Manchmal, wie an jenem Sommerabend 1970, als beim Stand von 0:2 gegen England das WM-Aus heraufzog und uns die Kehle zuschnürte, hat Gerd Müller seine kurzen Haxen wie eine Ballerina gespreizt und den Ball mit der Fußspitze ins englische Netz bugsiert. Hölle und Himmel! Wie viele Tränen hat er uns erspart und uns vier Jahre später zu Weltmeistern gemacht. Eine Müller-Rotation auf der Fläche eines Bierdeckels – und der Titel war unser. Wir werden uns noch daran erinnern, wenn wir unseren ersten Kuss schon lange vergessen haben.

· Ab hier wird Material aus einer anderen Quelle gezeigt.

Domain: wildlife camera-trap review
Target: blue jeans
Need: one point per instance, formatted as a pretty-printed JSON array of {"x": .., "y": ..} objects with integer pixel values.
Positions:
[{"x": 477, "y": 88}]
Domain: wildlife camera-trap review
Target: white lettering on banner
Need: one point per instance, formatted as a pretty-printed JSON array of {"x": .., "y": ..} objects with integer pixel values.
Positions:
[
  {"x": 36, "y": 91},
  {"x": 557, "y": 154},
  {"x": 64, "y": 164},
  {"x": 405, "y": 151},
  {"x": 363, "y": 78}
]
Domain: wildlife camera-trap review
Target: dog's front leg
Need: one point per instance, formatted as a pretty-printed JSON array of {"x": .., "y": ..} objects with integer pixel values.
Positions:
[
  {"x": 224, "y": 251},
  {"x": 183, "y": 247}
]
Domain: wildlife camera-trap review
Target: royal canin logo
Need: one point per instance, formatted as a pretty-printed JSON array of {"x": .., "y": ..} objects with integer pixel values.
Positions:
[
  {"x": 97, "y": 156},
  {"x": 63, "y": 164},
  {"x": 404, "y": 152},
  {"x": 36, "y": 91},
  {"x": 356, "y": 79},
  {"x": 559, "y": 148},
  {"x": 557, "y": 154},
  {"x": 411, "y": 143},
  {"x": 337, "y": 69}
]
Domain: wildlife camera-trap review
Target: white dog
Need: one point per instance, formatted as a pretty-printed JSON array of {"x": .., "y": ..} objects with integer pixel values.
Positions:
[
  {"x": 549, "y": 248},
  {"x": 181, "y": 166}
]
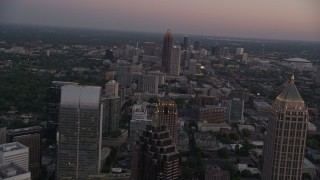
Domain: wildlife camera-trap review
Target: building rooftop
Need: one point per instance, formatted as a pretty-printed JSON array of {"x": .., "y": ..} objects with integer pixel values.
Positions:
[
  {"x": 11, "y": 170},
  {"x": 297, "y": 60},
  {"x": 33, "y": 128},
  {"x": 74, "y": 95},
  {"x": 11, "y": 147},
  {"x": 290, "y": 93}
]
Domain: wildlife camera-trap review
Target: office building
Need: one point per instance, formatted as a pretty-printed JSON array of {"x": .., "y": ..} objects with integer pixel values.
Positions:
[
  {"x": 15, "y": 152},
  {"x": 213, "y": 114},
  {"x": 155, "y": 156},
  {"x": 196, "y": 45},
  {"x": 80, "y": 138},
  {"x": 167, "y": 114},
  {"x": 138, "y": 122},
  {"x": 215, "y": 173},
  {"x": 148, "y": 83},
  {"x": 148, "y": 48},
  {"x": 3, "y": 131},
  {"x": 239, "y": 51},
  {"x": 236, "y": 110},
  {"x": 53, "y": 99},
  {"x": 111, "y": 113},
  {"x": 124, "y": 75},
  {"x": 216, "y": 50},
  {"x": 285, "y": 143},
  {"x": 112, "y": 88},
  {"x": 175, "y": 61},
  {"x": 317, "y": 75},
  {"x": 167, "y": 51},
  {"x": 32, "y": 138},
  {"x": 186, "y": 42},
  {"x": 12, "y": 171}
]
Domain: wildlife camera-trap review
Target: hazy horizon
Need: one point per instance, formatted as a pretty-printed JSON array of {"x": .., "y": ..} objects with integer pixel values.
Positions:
[{"x": 287, "y": 19}]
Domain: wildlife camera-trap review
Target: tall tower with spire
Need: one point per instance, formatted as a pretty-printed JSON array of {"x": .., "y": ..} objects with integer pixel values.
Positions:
[
  {"x": 167, "y": 51},
  {"x": 284, "y": 146}
]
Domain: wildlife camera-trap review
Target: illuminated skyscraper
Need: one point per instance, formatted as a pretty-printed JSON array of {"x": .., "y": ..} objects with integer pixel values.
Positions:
[
  {"x": 155, "y": 156},
  {"x": 175, "y": 61},
  {"x": 185, "y": 42},
  {"x": 167, "y": 51},
  {"x": 167, "y": 114},
  {"x": 30, "y": 137},
  {"x": 80, "y": 126},
  {"x": 284, "y": 146}
]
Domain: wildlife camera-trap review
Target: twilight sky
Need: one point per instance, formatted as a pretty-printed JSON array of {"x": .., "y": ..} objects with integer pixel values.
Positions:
[{"x": 281, "y": 19}]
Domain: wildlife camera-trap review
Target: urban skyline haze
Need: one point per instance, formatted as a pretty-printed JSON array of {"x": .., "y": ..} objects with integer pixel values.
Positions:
[{"x": 286, "y": 19}]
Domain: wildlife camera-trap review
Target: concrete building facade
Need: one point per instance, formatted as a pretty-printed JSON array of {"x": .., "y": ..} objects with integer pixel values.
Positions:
[
  {"x": 80, "y": 126},
  {"x": 285, "y": 143}
]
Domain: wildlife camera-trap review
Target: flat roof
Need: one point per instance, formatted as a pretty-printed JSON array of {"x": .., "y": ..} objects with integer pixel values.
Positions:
[
  {"x": 75, "y": 95},
  {"x": 11, "y": 147},
  {"x": 33, "y": 128}
]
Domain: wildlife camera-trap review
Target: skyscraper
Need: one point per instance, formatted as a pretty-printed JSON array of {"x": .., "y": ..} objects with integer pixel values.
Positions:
[
  {"x": 138, "y": 122},
  {"x": 155, "y": 156},
  {"x": 3, "y": 131},
  {"x": 236, "y": 110},
  {"x": 285, "y": 142},
  {"x": 185, "y": 42},
  {"x": 148, "y": 83},
  {"x": 111, "y": 113},
  {"x": 79, "y": 132},
  {"x": 175, "y": 60},
  {"x": 167, "y": 51},
  {"x": 15, "y": 153},
  {"x": 112, "y": 88},
  {"x": 124, "y": 75},
  {"x": 167, "y": 114},
  {"x": 32, "y": 138}
]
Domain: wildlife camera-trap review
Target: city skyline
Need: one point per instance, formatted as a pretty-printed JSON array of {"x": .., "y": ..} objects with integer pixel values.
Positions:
[{"x": 288, "y": 19}]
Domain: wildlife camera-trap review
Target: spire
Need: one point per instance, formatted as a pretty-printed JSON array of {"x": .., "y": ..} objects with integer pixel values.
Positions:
[{"x": 292, "y": 79}]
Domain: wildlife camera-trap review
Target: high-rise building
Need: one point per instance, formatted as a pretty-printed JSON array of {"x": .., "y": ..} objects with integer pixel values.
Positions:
[
  {"x": 167, "y": 51},
  {"x": 216, "y": 50},
  {"x": 317, "y": 75},
  {"x": 12, "y": 171},
  {"x": 155, "y": 156},
  {"x": 53, "y": 99},
  {"x": 239, "y": 51},
  {"x": 175, "y": 61},
  {"x": 124, "y": 75},
  {"x": 185, "y": 42},
  {"x": 215, "y": 173},
  {"x": 3, "y": 131},
  {"x": 80, "y": 124},
  {"x": 167, "y": 114},
  {"x": 285, "y": 143},
  {"x": 15, "y": 152},
  {"x": 244, "y": 59},
  {"x": 111, "y": 113},
  {"x": 148, "y": 83},
  {"x": 112, "y": 88},
  {"x": 196, "y": 45},
  {"x": 138, "y": 122},
  {"x": 236, "y": 110},
  {"x": 148, "y": 48},
  {"x": 213, "y": 114},
  {"x": 32, "y": 138}
]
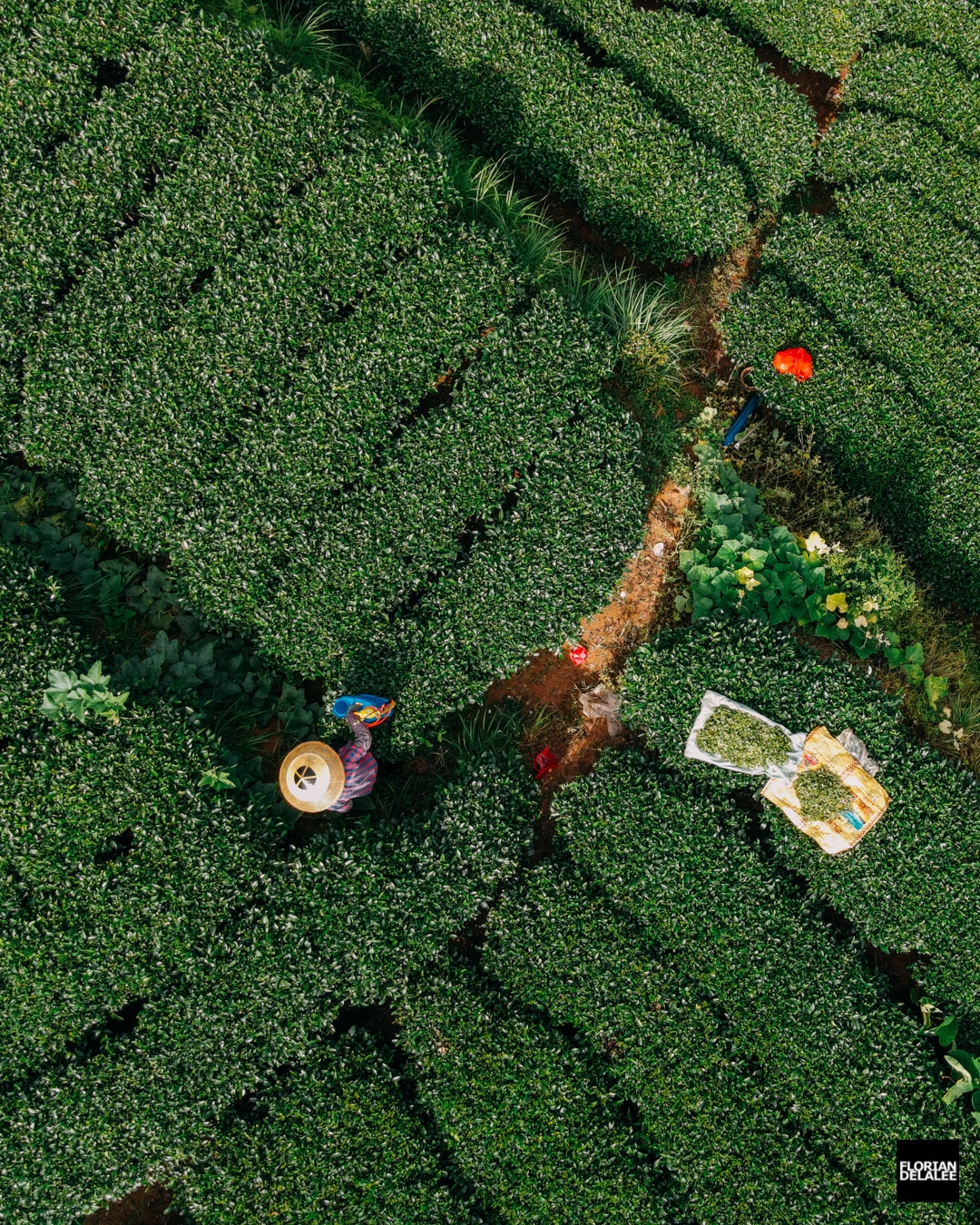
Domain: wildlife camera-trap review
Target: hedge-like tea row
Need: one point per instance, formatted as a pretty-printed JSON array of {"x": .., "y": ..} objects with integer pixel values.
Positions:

Nur Gerd Müller wusste schon seit einigen Jahren nichts mehr davon. Der Jahrhundert-Torjäger litt an Alzheimer. „Er ist immer ein Kämpfer gewesen, war immer tapfer. Das ist er auch jetzt. Der Gerd schläft seinem Ende entgegen“, sagte seine Frau Uschi anlässlich Müllers 75. Geburtstag am 3. November 2020 der Bild-Zeitung. Gestern am frühen Morgen ist er in einem Pflegeheim gestorben.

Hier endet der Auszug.